How do you simplify the square root of negative $$6$$ and root times square root of negative $$18$$?

Answer 1

Hint: In this question, we have to find out the required value from the given particulars.
We need to first find out the square root of negative $$6$$ . Then we need to find out the square root of negative $$18$$ , then we will multiply the two values. After doing the multiplication we can find out the required solution.

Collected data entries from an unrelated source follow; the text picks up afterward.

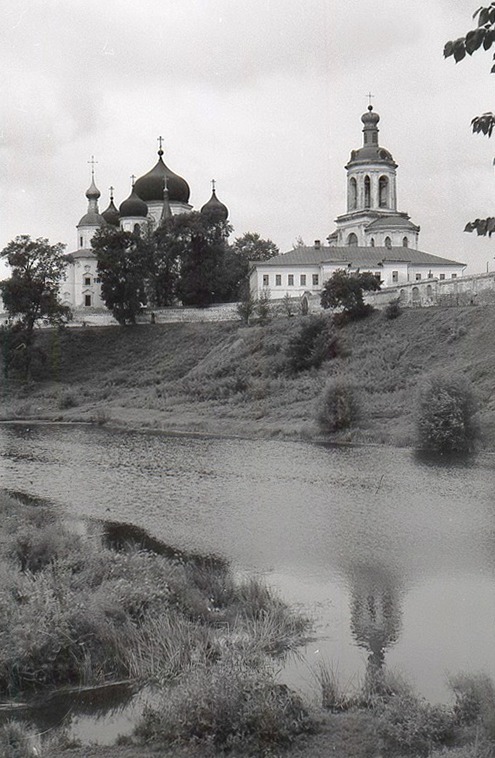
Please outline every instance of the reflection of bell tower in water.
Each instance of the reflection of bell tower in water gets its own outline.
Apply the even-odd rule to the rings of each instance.
[[[351,631],[368,651],[366,680],[376,689],[383,676],[386,651],[397,642],[401,629],[400,585],[383,567],[353,567],[351,585]]]

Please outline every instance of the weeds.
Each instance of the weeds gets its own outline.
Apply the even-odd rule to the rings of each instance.
[[[34,758],[42,755],[39,738],[29,726],[19,721],[7,721],[0,726],[2,758]]]
[[[148,709],[136,729],[146,742],[191,741],[243,755],[268,755],[312,732],[315,722],[301,700],[278,684],[267,666],[253,669],[236,654],[200,667]]]

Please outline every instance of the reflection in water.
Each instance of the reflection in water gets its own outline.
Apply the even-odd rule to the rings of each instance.
[[[393,574],[379,566],[360,565],[351,579],[351,631],[368,651],[365,687],[376,691],[383,682],[386,651],[399,639],[400,591]]]
[[[266,574],[316,619],[307,659],[333,661],[344,679],[386,657],[441,700],[448,672],[495,675],[493,455],[461,465],[390,448],[10,425],[0,476],[68,519],[135,524]]]

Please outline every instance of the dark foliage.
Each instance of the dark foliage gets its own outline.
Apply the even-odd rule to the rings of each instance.
[[[481,6],[474,14],[474,19],[478,19],[477,26],[467,32],[464,37],[450,40],[445,44],[443,54],[445,58],[453,57],[456,63],[462,61],[466,55],[472,55],[476,50],[489,50],[495,42],[495,2],[488,6]],[[495,61],[495,53],[492,56]],[[495,63],[493,63],[490,73],[495,73]],[[495,127],[495,115],[491,112],[483,113],[476,116],[471,121],[471,127],[475,134],[485,134],[491,137]],[[470,221],[464,228],[465,232],[474,232],[479,236],[488,235],[491,237],[495,231],[495,219],[492,217]]]
[[[357,391],[342,378],[329,379],[318,403],[317,422],[322,432],[339,432],[351,427],[360,412]]]
[[[393,319],[398,318],[400,314],[402,313],[399,298],[395,298],[394,300],[391,300],[390,303],[388,303],[388,305],[386,306],[383,313],[385,315],[385,318],[388,319],[389,321],[392,321]]]
[[[145,241],[134,232],[107,226],[96,232],[91,245],[98,260],[105,305],[122,326],[135,324],[136,316],[146,304],[148,250]]]
[[[437,453],[469,453],[479,438],[477,403],[464,377],[435,374],[420,390],[418,445]]]
[[[368,316],[373,310],[364,303],[364,292],[374,292],[380,289],[380,282],[374,274],[348,274],[344,269],[334,271],[321,293],[323,308],[341,308],[343,318],[339,320],[355,320]]]
[[[293,372],[318,368],[323,361],[339,355],[339,338],[331,319],[311,316],[287,346],[287,358]]]
[[[64,245],[50,245],[47,239],[16,237],[0,257],[11,268],[10,279],[0,282],[0,293],[9,315],[10,334],[2,341],[4,367],[30,375],[35,354],[34,328],[38,323],[62,325],[71,312],[59,300],[60,283],[65,278],[67,260]]]

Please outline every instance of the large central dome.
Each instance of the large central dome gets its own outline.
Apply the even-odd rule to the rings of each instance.
[[[162,160],[163,150],[158,151],[158,162],[151,171],[141,176],[134,189],[146,203],[163,202],[164,179],[167,178],[168,199],[171,203],[189,202],[189,185],[182,176],[174,174]]]

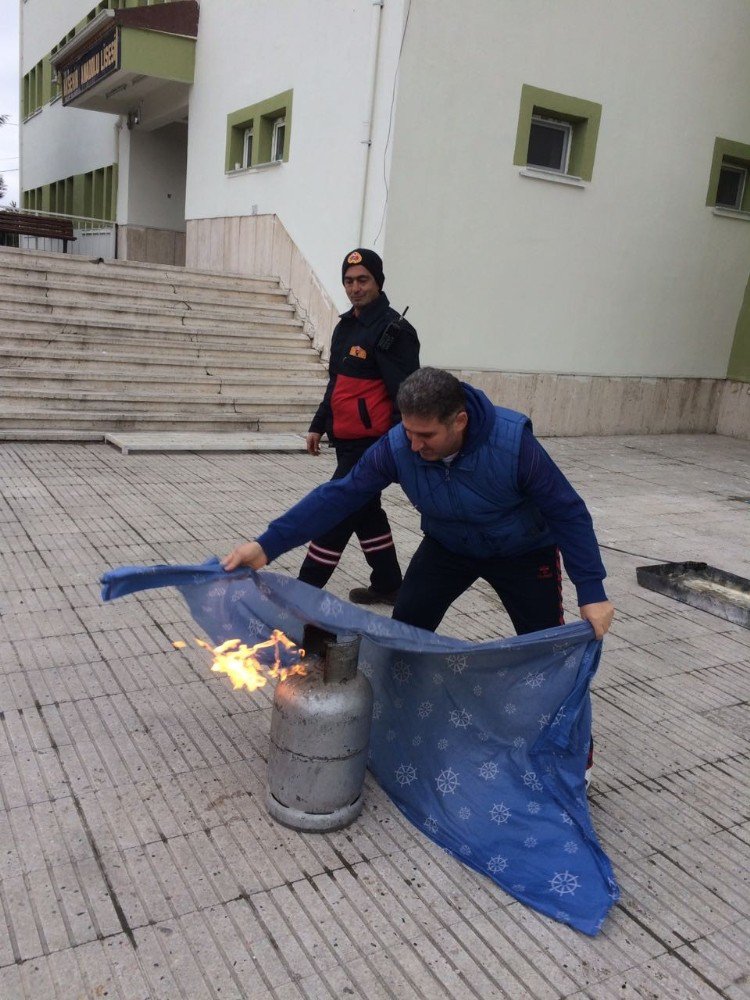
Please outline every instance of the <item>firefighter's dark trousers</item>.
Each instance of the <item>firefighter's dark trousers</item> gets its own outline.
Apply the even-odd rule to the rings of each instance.
[[[343,478],[373,443],[371,439],[337,442],[337,465],[331,478]],[[398,590],[401,586],[401,569],[391,526],[381,506],[379,494],[330,531],[310,542],[299,571],[299,579],[313,587],[325,587],[352,535],[359,539],[370,566],[372,589],[380,594]]]

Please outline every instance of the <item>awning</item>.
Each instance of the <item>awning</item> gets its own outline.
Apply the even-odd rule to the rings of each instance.
[[[187,104],[197,35],[195,0],[102,11],[52,56],[63,105],[123,115]]]

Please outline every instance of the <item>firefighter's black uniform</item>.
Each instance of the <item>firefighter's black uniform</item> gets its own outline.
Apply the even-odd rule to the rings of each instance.
[[[328,386],[310,424],[310,431],[327,434],[336,449],[333,479],[345,476],[398,422],[398,387],[417,368],[417,331],[399,319],[385,292],[364,306],[359,316],[354,309],[342,313],[331,338]],[[380,496],[310,542],[299,579],[324,587],[354,533],[370,565],[372,590],[379,594],[398,590],[401,569]]]

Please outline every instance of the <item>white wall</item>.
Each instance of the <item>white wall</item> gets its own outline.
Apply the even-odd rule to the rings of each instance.
[[[196,47],[188,219],[275,213],[342,308],[341,261],[360,242],[376,13],[370,0],[212,0],[201,6]],[[372,245],[382,216],[383,146],[402,19],[403,0],[386,0],[365,245]],[[286,90],[294,91],[289,161],[227,176],[227,115]],[[381,233],[381,246],[382,240]]]
[[[726,374],[750,222],[705,206],[716,136],[750,142],[744,0],[414,0],[389,291],[423,360]],[[603,105],[585,190],[513,165],[522,84]]]
[[[22,3],[21,77],[94,5],[95,0],[27,0]],[[117,118],[113,115],[63,108],[62,101],[45,105],[19,128],[22,189],[29,190],[116,163],[116,123]]]
[[[62,101],[45,105],[21,126],[24,188],[117,163],[119,123],[117,115],[64,108]]]
[[[21,76],[95,6],[96,0],[22,0]]]
[[[165,125],[155,132],[133,129],[129,134],[127,203],[118,222],[156,229],[185,229],[185,162],[187,127]]]

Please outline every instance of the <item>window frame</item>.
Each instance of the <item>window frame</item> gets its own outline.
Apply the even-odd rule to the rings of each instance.
[[[244,135],[242,137],[242,166],[247,169],[253,164],[253,137],[255,135],[255,128],[250,125],[249,128],[245,129]],[[250,147],[248,150],[248,146]]]
[[[734,204],[732,204],[732,205],[727,204],[727,202],[725,202],[725,201],[719,201],[718,200],[718,196],[719,196],[718,188],[721,185],[721,175],[725,171],[727,171],[728,173],[734,173],[734,174],[739,174],[740,175],[740,184],[739,184],[739,188],[737,190],[737,197],[735,198]],[[719,170],[719,184],[717,185],[717,190],[716,190],[716,207],[717,208],[728,208],[730,210],[734,210],[735,212],[741,212],[742,211],[742,202],[743,202],[743,199],[745,197],[745,188],[747,186],[747,173],[748,173],[747,167],[738,166],[736,163],[722,163],[721,164],[721,168]]]
[[[279,149],[279,132],[284,130],[284,134],[281,139],[281,149]],[[281,115],[279,118],[274,119],[273,129],[271,131],[271,162],[278,163],[284,159],[284,141],[286,139],[286,115]]]
[[[567,174],[568,167],[570,165],[570,147],[573,141],[573,126],[570,122],[566,122],[560,118],[550,118],[545,115],[532,115],[531,116],[531,126],[529,128],[529,145],[531,145],[531,132],[534,125],[541,125],[544,128],[551,128],[557,132],[562,132],[564,136],[562,156],[560,157],[561,166],[550,167],[543,163],[532,163],[528,158],[528,149],[526,151],[526,163],[529,167],[534,167],[536,170],[553,170],[556,174]]]

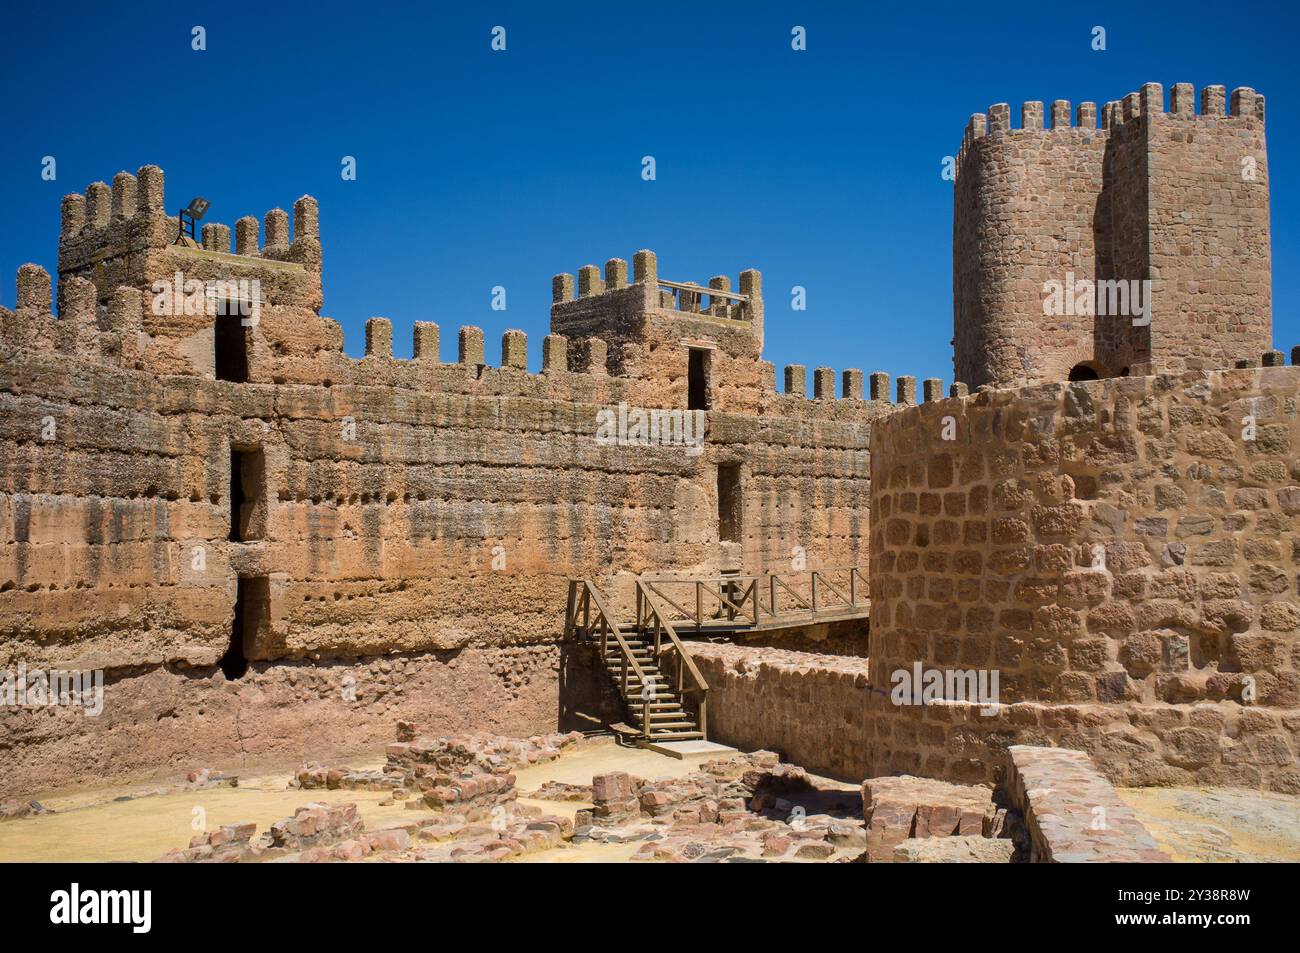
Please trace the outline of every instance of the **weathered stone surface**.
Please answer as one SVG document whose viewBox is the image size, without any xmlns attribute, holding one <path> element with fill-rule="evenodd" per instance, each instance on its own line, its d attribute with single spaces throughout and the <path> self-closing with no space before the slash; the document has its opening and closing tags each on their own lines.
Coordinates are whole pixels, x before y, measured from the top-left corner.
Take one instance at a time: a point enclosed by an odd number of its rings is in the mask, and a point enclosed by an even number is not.
<svg viewBox="0 0 1300 953">
<path fill-rule="evenodd" d="M 990 795 L 980 785 L 908 775 L 870 778 L 862 785 L 867 856 L 889 860 L 908 838 L 982 836 L 994 811 Z"/>
<path fill-rule="evenodd" d="M 1300 518 L 1291 468 L 1260 467 L 1278 453 L 1258 435 L 1300 445 L 1297 392 L 1297 367 L 1197 370 L 986 390 L 877 421 L 873 508 L 887 516 L 872 530 L 863 773 L 991 782 L 1008 745 L 1054 744 L 1124 785 L 1291 790 Z M 1156 421 L 1189 423 L 1157 441 Z M 932 464 L 954 457 L 960 537 L 919 505 Z M 990 688 L 996 675 L 993 703 L 895 704 L 889 687 L 918 661 Z M 1267 754 L 1237 743 L 1256 709 L 1284 726 Z"/>
<path fill-rule="evenodd" d="M 1024 814 L 1031 861 L 1170 860 L 1085 752 L 1013 745 L 1008 755 L 1007 791 Z"/>
<path fill-rule="evenodd" d="M 1007 864 L 1015 845 L 1005 838 L 925 837 L 904 841 L 894 848 L 896 864 Z"/>
</svg>

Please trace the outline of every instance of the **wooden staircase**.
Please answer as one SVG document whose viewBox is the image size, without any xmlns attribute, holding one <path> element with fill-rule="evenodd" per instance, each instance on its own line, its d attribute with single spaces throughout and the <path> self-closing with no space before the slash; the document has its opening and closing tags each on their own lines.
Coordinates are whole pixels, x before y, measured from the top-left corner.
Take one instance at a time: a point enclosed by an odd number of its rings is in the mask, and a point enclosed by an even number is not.
<svg viewBox="0 0 1300 953">
<path fill-rule="evenodd" d="M 639 587 L 638 583 L 637 623 L 620 625 L 590 580 L 571 579 L 565 633 L 576 635 L 599 653 L 627 706 L 631 731 L 643 744 L 706 740 L 709 687 L 672 624 L 659 614 L 653 597 Z M 675 677 L 659 665 L 665 640 L 677 650 Z M 699 696 L 698 720 L 683 703 L 683 695 L 691 693 Z"/>
<path fill-rule="evenodd" d="M 644 639 L 625 637 L 637 668 L 630 669 L 622 649 L 616 641 L 605 648 L 605 671 L 609 672 L 627 706 L 630 724 L 637 734 L 651 741 L 703 740 L 704 732 L 695 722 L 695 716 L 682 704 L 681 693 L 673 689 L 667 677 L 659 670 L 659 662 Z M 646 731 L 649 719 L 650 730 Z"/>
</svg>

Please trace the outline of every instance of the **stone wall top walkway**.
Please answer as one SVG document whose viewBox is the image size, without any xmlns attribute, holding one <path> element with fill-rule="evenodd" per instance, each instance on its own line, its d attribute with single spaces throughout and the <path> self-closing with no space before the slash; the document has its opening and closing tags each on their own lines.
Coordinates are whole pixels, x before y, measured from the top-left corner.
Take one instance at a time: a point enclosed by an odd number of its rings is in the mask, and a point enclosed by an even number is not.
<svg viewBox="0 0 1300 953">
<path fill-rule="evenodd" d="M 1172 858 L 1086 752 L 1012 745 L 1007 790 L 1025 817 L 1030 859 L 1046 863 L 1161 863 Z"/>
</svg>

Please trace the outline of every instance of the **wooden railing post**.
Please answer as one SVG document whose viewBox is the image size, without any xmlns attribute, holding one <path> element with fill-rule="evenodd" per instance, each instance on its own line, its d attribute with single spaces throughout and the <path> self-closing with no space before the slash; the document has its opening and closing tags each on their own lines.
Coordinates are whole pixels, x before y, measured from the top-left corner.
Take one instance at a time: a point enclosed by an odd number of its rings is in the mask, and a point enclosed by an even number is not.
<svg viewBox="0 0 1300 953">
<path fill-rule="evenodd" d="M 813 574 L 812 574 L 812 611 L 813 612 L 817 611 L 817 570 L 816 569 L 813 570 Z"/>
<path fill-rule="evenodd" d="M 858 604 L 858 571 L 852 566 L 849 567 L 849 605 L 857 607 Z"/>
<path fill-rule="evenodd" d="M 695 580 L 695 631 L 704 627 L 704 583 Z"/>
</svg>

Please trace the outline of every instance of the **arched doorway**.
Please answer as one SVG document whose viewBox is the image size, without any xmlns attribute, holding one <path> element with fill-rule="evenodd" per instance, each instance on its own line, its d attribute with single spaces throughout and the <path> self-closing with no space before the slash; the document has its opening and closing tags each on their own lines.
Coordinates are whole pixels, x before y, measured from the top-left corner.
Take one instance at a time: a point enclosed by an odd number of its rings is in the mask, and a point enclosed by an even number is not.
<svg viewBox="0 0 1300 953">
<path fill-rule="evenodd" d="M 1099 381 L 1101 374 L 1090 361 L 1081 361 L 1070 368 L 1071 381 Z"/>
</svg>

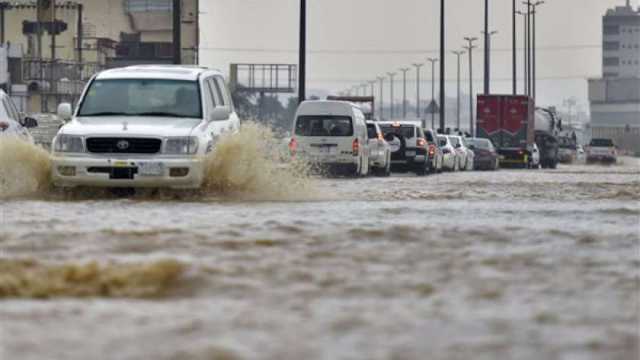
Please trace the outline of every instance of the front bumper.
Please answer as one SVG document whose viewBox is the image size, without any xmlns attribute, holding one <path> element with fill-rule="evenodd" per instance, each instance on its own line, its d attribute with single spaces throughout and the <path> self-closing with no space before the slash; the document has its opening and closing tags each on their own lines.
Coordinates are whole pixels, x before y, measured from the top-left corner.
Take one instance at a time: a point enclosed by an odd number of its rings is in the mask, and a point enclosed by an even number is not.
<svg viewBox="0 0 640 360">
<path fill-rule="evenodd" d="M 143 173 L 154 164 L 156 172 Z M 73 170 L 72 170 L 73 169 Z M 196 157 L 52 157 L 51 177 L 58 187 L 133 187 L 197 189 L 204 179 Z"/>
</svg>

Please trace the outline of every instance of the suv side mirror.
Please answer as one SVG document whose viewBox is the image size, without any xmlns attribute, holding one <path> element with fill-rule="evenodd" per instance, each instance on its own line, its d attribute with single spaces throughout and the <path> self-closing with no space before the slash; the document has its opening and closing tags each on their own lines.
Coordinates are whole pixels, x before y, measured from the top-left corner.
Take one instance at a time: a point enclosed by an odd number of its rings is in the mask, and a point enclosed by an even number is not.
<svg viewBox="0 0 640 360">
<path fill-rule="evenodd" d="M 462 145 L 456 144 L 456 149 L 460 149 L 461 147 L 462 147 Z"/>
<path fill-rule="evenodd" d="M 62 119 L 62 121 L 67 122 L 71 120 L 71 116 L 73 116 L 73 111 L 71 110 L 71 104 L 62 103 L 58 105 L 58 117 Z"/>
<path fill-rule="evenodd" d="M 29 116 L 25 116 L 25 118 L 22 120 L 22 126 L 26 127 L 27 129 L 36 128 L 38 127 L 38 120 Z"/>
<path fill-rule="evenodd" d="M 209 121 L 225 121 L 229 120 L 231 110 L 226 106 L 218 106 L 209 115 Z"/>
<path fill-rule="evenodd" d="M 476 146 L 475 145 L 469 145 L 469 150 L 475 150 Z"/>
</svg>

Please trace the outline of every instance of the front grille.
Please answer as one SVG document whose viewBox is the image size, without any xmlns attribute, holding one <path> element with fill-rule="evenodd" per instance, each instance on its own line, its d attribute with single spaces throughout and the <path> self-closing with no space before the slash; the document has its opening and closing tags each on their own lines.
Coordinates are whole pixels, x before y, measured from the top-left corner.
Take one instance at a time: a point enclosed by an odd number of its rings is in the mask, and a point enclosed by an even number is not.
<svg viewBox="0 0 640 360">
<path fill-rule="evenodd" d="M 87 150 L 97 154 L 157 154 L 160 139 L 144 138 L 88 138 Z"/>
</svg>

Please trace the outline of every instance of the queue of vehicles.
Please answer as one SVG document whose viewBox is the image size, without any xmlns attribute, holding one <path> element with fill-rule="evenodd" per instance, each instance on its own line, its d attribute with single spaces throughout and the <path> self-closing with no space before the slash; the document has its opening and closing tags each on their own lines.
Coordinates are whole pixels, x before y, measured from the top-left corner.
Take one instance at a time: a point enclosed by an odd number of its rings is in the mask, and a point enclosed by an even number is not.
<svg viewBox="0 0 640 360">
<path fill-rule="evenodd" d="M 555 168 L 557 137 L 536 128 L 533 100 L 480 96 L 478 137 L 437 133 L 420 121 L 373 121 L 357 99 L 305 101 L 288 141 L 290 155 L 349 176 L 419 176 L 442 171 L 496 170 L 503 165 Z M 132 66 L 103 71 L 88 82 L 75 110 L 58 107 L 65 124 L 52 143 L 52 180 L 59 187 L 199 188 L 203 156 L 240 129 L 225 79 L 198 67 Z M 552 121 L 553 122 L 553 121 Z M 20 114 L 0 92 L 0 136 L 33 143 Z M 614 144 L 594 139 L 587 162 L 616 162 Z"/>
</svg>

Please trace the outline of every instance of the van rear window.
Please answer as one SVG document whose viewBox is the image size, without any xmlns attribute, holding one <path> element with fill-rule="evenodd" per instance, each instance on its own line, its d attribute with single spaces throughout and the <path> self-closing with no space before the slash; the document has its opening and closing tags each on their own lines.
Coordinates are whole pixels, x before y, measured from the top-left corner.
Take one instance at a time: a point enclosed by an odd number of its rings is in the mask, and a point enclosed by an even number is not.
<svg viewBox="0 0 640 360">
<path fill-rule="evenodd" d="M 612 147 L 613 141 L 611 139 L 592 139 L 590 145 L 594 147 Z"/>
<path fill-rule="evenodd" d="M 296 135 L 353 136 L 353 121 L 348 116 L 298 116 L 298 121 L 296 121 Z"/>
</svg>

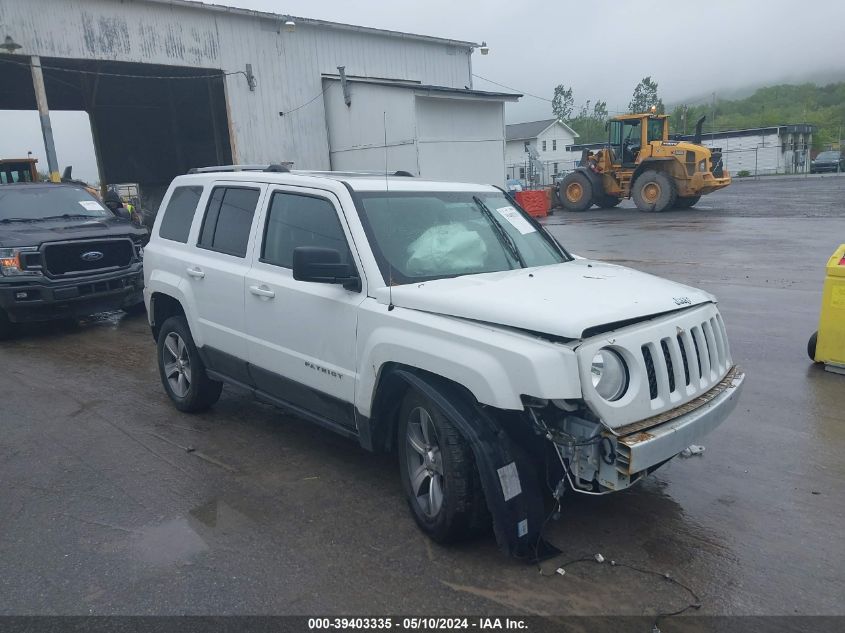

Formula used: We know the formula for imaginary number,
$$i^2=-1$$
i.e., $$i=\sqrt{-1}$$
Where i is the imaginary number.

Complete step-by-step solution:
We need to simplify the square root of negative $$6$$ and root times square root of negative $$18$$ .
First, we need to find out the square root of negative $$6$$ .
If we use, $$i=\sqrt{-1}$$ then we get,
$$\sqrt{-6}=\sqrt{-1\times 6}=\sqrt{-1}.\sqrt{6}=i\sqrt{6}$$.
Now, we need to find out the square root of negative $$18$$ .
$$\sqrt{-18}=\sqrt{-1\times 18}=\sqrt{-1}.\sqrt{18}=i\sqrt{18}$$
Here, the square root of negative $$6$$ end root times square root of negative $$18$$
$$=\sqrt{-6}\times \sqrt{-18}$$
$$=i\sqrt{6}\times i\sqrt{18}$$
$$=i^2\sqrt{6}\sqrt{18}$$
$$=-\sqrt{108}$$ [Since for any real numbers, $$\sqrt{A}.\sqrt{B}=\sqrt{A.B}$$ ]
$$=-\sqrt{2\times 2\times 3\times 3\times 3}$$
$$=-\left(\pm 2\times 3\sqrt{3}\right)$$
$$=\mp 6\sqrt{3}$$

Hence, simplifying the square root of negative $$6$$ and root times square root of negative $$18$$ are either $$6\sqrt{3}$$ or, $$-6\sqrt{3}$$.

Note: For this problem, we need to know what it is i.
A complex number is a number that can be expressed in the form a+bi where a and b are real numbers and i represents the imaginary unit, satisfying the equation $$i^2=-1$$ . Since no real number satisfies this equation, i is called an imaginary number.
Square root:
In mathematics, a square root of a number x is a number y such that, $$y^2=x$$ . In other words, a number y whose square is x.
For example, $$4,-4$$ are square roots of $$16$$ , because $$4^2={\left(-4\right)}^2=16$$ .